Alexios reined in and dropped from the saddle, flinging the reins to Cunorix’s outstretched hand. Both of them knew the custom of the Frontier Wolves; you could ride down the quarry with as many comrades as chose to come with you, but you went in to get your wolfskin cloak alone.
‘Good hunting!’ Cunorix shouted after him.
Readying his chosen spear in his hand, he ran in, past the yelling hounds, scrambling low through the briar tangle and the fallen stones, his heart racing high in his throat with the swift excitement of the moment. Behind him he heard Cunorix calling off the hounds.
Ahead, in a small clear space backed by a stretch of still-standing wall, his wolf waited for him.

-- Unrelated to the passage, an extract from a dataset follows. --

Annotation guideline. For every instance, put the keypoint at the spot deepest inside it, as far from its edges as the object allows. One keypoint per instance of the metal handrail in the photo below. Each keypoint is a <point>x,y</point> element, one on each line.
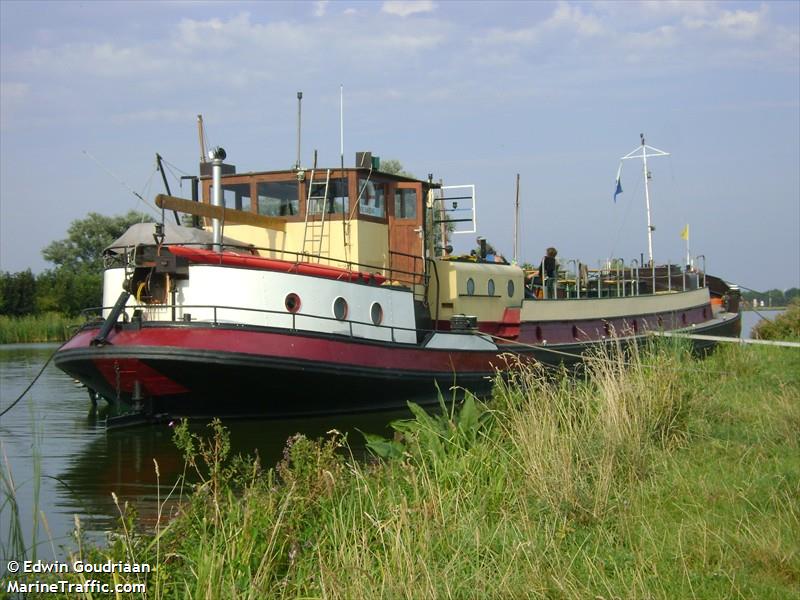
<point>122,258</point>
<point>87,312</point>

He had tried to leap for a narrow grass-grown ledge high against the face of the wall, maybe the old rampart walk. If he had been fresh he might have managed it, and gone on over the wall top and away, but he had been run long and hard, and he fell back with heaving flanks. As he burst out into the open space, Alexios saw the great brute gather himself and try once m
ore, and again fall back. But he was not done yet; the last desperate courage of the cornered animal was still with him. The crumbling wall at his back, he gathered himself one last time and sprang for the throat of his ancient enemy, the Hunter with the Spear.

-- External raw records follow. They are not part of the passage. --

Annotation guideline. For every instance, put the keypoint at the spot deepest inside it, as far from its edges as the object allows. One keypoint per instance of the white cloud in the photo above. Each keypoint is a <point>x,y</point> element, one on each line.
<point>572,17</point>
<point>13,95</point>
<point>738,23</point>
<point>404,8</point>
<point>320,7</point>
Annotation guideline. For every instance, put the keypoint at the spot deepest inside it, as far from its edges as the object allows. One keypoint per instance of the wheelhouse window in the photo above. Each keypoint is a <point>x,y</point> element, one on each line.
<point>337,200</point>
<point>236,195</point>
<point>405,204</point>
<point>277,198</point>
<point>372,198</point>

Alexios had time to see the hatred in the yellow eyes, the laid back ears and wicked grinning jaws, but above all, the thing behind the eyes that made this his wolf; his, and no other wolf in the world. He seemed to see the eyes for a long while, coming towards him slowly as through water, swelling on his sight; and yet he knew that it was only a splinter of time before he felt the shock as his spear took the leaping wolf in the breast. For an instant he smelled the hot breath in his face. The spear was wrenched from his grasp, and he let it go. There was a horrible yowling in his ears; a kicking and struggling on the ground beside him. He ripped his hunting-dagger from his belt and dived in to finish it. Snapping jaws just missed his arm as he drove the point in deep to the heart. The struggling and yowling stopped and the great wolf lay still.

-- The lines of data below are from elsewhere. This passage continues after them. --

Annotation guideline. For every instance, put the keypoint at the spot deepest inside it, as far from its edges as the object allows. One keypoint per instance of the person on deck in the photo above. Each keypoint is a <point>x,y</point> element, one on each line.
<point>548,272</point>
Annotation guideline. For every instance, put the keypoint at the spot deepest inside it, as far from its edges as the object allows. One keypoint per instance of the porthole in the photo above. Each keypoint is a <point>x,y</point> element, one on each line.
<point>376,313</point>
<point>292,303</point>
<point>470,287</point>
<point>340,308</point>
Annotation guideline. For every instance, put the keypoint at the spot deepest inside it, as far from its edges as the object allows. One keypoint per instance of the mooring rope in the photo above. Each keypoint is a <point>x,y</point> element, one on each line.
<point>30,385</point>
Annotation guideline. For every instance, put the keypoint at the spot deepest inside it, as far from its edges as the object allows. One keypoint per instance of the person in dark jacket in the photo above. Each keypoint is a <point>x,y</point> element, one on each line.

Alexios got up and pulled out the spear, and stood looking at the dead beast, who lay with bared teeth, lips still drawn back in a snarl as though to defy death itself. He had been a beauty, thick-coated, brindled cream and grey, lighter than most of his kind, save for a dark fore-stripe that ran from the snarling muzzle up between the ears. His eyes were still bright and full, golden as yellow Baltic amber, fixed but not yet beginning to glaze. And standing there, Alexios knew the regret that comes in the moment after the kill is made, and the life gone, and all the speed and beauty and danger and courage. He had known all that before, he had killed wolves before; but it had never been quite like this; this was his wolf, and no other wolf would ever be his wolf again.
Suddenly he knew, a far-down instinctive knowledge that had no words to give it shape, why it was the custom of the Frontier Scouts that each man killed once, for his wolfskin cloak, and except in dire need of a new cloak, never killed wolf again.